The court was hearing a plea by the instant messaging platform and parent company Facebook challenging a CCI, or Competition Commission of India, inquiry.
The CCI had issued notices last month to ask for more information about the policy.
In an earlier hearing the court refused to stay the CCI notices.
WhatsApp had argued that the notices “smacked of overreach” since the information it was seeking was already pending before a different bench of the same court. It also reminded the court that related challenges were still pending before both the Supreme Court and itself.
The matter was adjourned after Mr Salve sought time to respond to the CCI.
However, faced with massive backlash from users concerned over potential violation of their privacy and sharing of data with Facebook (concerns that prompted the government to intervene), rollout was delayed till May 15, and then pushed back once more a week before that deadline.
At the time WhatsApp said that although a “majority of users who have received the new terms of service have accepted them”, it would not delete the accounts of those who were still holding out.
WhatsApp today said it “reiterates that privacy of users remains our highest priority”. The company said “… recent update does not change the privacy of people’s personal messages.
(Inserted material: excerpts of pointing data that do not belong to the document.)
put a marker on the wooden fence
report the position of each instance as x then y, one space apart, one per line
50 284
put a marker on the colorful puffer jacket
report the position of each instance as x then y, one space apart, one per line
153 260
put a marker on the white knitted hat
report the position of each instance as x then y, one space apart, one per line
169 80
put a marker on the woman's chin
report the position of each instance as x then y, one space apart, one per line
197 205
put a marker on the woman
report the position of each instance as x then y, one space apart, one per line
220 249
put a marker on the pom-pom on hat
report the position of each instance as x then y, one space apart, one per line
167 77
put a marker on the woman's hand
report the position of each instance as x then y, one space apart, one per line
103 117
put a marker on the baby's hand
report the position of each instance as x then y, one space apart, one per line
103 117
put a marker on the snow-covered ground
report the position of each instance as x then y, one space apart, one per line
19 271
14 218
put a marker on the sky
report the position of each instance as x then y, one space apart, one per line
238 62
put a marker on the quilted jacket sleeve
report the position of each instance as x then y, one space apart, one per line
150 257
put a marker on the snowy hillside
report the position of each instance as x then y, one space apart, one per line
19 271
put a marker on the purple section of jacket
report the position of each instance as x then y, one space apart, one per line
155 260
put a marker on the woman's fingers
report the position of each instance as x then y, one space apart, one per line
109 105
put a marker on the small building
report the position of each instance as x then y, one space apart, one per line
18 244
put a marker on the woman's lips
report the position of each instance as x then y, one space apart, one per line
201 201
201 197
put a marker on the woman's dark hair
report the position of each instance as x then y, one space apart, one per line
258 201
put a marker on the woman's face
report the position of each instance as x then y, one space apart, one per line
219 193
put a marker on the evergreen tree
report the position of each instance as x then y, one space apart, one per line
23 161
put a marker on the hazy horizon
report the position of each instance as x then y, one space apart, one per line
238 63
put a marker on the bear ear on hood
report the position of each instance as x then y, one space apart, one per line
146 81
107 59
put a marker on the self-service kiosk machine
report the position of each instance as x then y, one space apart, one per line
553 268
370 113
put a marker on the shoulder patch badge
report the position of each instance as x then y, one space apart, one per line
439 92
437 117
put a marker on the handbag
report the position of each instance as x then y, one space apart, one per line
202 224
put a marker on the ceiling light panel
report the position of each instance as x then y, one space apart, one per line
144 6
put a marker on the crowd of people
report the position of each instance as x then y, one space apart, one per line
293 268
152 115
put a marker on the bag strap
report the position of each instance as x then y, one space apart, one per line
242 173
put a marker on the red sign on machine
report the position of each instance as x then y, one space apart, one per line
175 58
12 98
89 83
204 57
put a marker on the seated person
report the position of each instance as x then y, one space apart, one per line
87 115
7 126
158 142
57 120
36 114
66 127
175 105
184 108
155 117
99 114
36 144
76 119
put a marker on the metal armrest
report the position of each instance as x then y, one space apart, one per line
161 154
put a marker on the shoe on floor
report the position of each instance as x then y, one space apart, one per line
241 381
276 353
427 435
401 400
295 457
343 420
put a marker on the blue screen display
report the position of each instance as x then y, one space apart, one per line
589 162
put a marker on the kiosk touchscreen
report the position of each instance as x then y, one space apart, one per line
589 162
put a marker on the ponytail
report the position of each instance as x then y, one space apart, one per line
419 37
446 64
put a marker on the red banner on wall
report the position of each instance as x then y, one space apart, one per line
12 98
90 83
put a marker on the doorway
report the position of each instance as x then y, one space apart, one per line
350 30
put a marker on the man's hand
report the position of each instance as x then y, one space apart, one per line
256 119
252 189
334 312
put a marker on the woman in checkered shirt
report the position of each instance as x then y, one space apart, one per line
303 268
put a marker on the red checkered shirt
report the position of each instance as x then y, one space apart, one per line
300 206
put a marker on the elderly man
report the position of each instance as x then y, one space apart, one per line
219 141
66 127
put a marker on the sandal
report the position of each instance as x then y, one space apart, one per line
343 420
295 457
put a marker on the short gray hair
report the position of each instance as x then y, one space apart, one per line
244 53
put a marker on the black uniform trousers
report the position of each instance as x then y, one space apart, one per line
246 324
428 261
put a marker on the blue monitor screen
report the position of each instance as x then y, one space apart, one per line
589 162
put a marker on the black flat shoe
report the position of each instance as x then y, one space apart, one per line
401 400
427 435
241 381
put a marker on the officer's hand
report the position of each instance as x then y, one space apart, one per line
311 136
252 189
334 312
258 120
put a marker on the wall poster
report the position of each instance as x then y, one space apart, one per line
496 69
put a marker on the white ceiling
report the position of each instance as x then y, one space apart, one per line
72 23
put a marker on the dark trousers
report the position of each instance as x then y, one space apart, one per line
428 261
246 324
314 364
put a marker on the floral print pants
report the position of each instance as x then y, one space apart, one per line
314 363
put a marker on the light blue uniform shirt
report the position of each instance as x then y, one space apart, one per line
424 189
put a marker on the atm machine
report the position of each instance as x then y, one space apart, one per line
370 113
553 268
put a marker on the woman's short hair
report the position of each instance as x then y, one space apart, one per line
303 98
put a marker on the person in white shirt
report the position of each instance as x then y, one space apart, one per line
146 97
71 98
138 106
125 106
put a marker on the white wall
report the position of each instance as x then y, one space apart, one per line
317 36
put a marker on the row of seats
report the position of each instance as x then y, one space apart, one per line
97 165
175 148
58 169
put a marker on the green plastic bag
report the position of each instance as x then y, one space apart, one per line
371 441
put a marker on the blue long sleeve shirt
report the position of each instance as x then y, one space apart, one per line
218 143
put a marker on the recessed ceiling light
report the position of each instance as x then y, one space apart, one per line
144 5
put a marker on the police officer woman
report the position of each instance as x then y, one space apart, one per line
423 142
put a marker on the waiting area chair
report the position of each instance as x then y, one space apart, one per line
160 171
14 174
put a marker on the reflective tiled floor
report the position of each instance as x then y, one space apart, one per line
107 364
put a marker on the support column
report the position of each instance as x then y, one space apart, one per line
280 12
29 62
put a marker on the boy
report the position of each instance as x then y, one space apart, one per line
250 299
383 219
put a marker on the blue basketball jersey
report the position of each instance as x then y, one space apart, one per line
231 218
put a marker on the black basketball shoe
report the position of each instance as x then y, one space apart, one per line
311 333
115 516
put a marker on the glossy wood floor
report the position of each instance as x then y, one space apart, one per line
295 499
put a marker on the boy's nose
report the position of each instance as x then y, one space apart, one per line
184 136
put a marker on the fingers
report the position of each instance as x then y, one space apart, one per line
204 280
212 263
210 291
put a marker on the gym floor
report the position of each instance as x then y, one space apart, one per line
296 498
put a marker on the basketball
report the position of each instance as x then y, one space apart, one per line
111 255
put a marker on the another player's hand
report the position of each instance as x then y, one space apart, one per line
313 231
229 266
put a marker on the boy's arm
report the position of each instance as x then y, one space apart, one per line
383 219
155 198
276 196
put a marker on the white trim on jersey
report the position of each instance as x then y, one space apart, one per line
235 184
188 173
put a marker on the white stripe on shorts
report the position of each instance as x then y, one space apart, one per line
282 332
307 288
Its purpose is to provide additional information about how people can interact with businesses if they choose to do so.”
Last month the centre told the Delhi High Court WhatsApp was trying to “force” users in to accepting the new policy before the Data Protection Bill becomes law.
It was doing so by bombarding users with notifications to obtain consent, the centre said.
This was after the government ordered WhatsApp to withdraw the policy, saying the changes undermined the privacy and data security of users and harmed the rights of Indian citizens.
The IT Ministry – which has now seen a leadership change amid this row, with Ashwini Vaishnaw replacing Ravi Shankar Prasad – pointed out to WhatsApp what it said was discriminatory treatment of Indian users vis-a-vis those in Europe, who did not have to compulsorily accept the new policy.
With 500 million+ users, India is WhatsApp’s biggest market and it has big plans for the country.